The labourers giving coats of whitewash to the top floor of a high-rise building has long become a common sight in the capital. What adds to the appalling nature of the job is they work in a precarious situation, with no safety gear at all. The same frightening spectacle is found in many other works. They range from electrical to repair jobs being done in almost similar conditions. Generally defined as the informal labour sector or informal economy, the sector continues to attract people despite the absence of legal protection measures supposed to cover these seemingly vulnerable workers. This legal lacuna extends an opportunity to myriad employers to hire workers for whatever jobs they like at wages fixed at their sweet will.
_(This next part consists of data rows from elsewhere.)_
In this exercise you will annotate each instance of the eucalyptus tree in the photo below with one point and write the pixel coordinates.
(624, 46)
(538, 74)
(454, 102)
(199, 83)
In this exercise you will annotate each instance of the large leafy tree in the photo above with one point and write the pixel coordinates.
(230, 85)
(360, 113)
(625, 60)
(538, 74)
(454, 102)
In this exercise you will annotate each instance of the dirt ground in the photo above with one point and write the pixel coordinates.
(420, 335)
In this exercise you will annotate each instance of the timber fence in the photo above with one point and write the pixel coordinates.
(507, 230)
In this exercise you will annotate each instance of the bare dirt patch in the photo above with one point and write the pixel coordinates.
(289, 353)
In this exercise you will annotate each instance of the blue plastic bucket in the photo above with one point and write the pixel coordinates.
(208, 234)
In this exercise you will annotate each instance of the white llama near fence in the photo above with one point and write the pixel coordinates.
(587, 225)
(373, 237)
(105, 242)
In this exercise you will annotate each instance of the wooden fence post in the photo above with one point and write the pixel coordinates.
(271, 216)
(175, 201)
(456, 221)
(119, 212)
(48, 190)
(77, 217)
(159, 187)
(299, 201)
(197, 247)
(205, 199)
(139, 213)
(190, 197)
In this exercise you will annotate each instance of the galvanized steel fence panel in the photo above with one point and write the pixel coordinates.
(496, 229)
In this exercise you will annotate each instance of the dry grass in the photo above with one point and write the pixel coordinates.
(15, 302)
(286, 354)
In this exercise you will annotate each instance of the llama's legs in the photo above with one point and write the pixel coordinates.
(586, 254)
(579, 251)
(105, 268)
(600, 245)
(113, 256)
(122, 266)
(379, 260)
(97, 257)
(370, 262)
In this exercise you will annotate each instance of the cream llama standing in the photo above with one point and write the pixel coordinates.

One would like to single out here the porters out of trade unions, the sectors of marine fisheries, domestic employment, small factories etc. Besides the traditionally unprotected jobs, hitherto unheard-of areas of work are also being added to the list.
The hazardous nature of these works prompts labour rights activists to feel distressed, which is natural. The mindless exploitation of the hapless workers continues thanks to the capital's unwieldy growth and wholesale skirting of workers' safety measures. The unabated rise in migrant workers from villages and the dearth of jobs also aggravate the situation. Notwithstanding the concern expressed by numerous labour rights groups, there are little signs of abatement in the manipulation of the miserable workers. Evidently, it clearly portends worse times in the future vis-à-vis the informal labour market in the country. Ranging from the glaring absence of terms and conditions agreed upon during formal recruitment processes, whimsical wage structure, absence of compensations in cases of accidents and deaths to job uncertainties, a raft of spectres keep haunting the informally picked workers. It is indeed incredible that the successive governments have yet to feel the compulsion of framing necessary legislations aimed at ensuring a stable work career for these workers. Labour union is almost a taboo phrase in this sector. It is really ironical that the woeful condition of the informal labour continues to be kept in focus only by the non-government organisations (NGOs). The employers and the government agencies do not appear to have any compunction about these apparently luckless people. What's worse, these voiceless toiling people seem to have the least idea that they, too, have the right to assemble and place legitimate demands.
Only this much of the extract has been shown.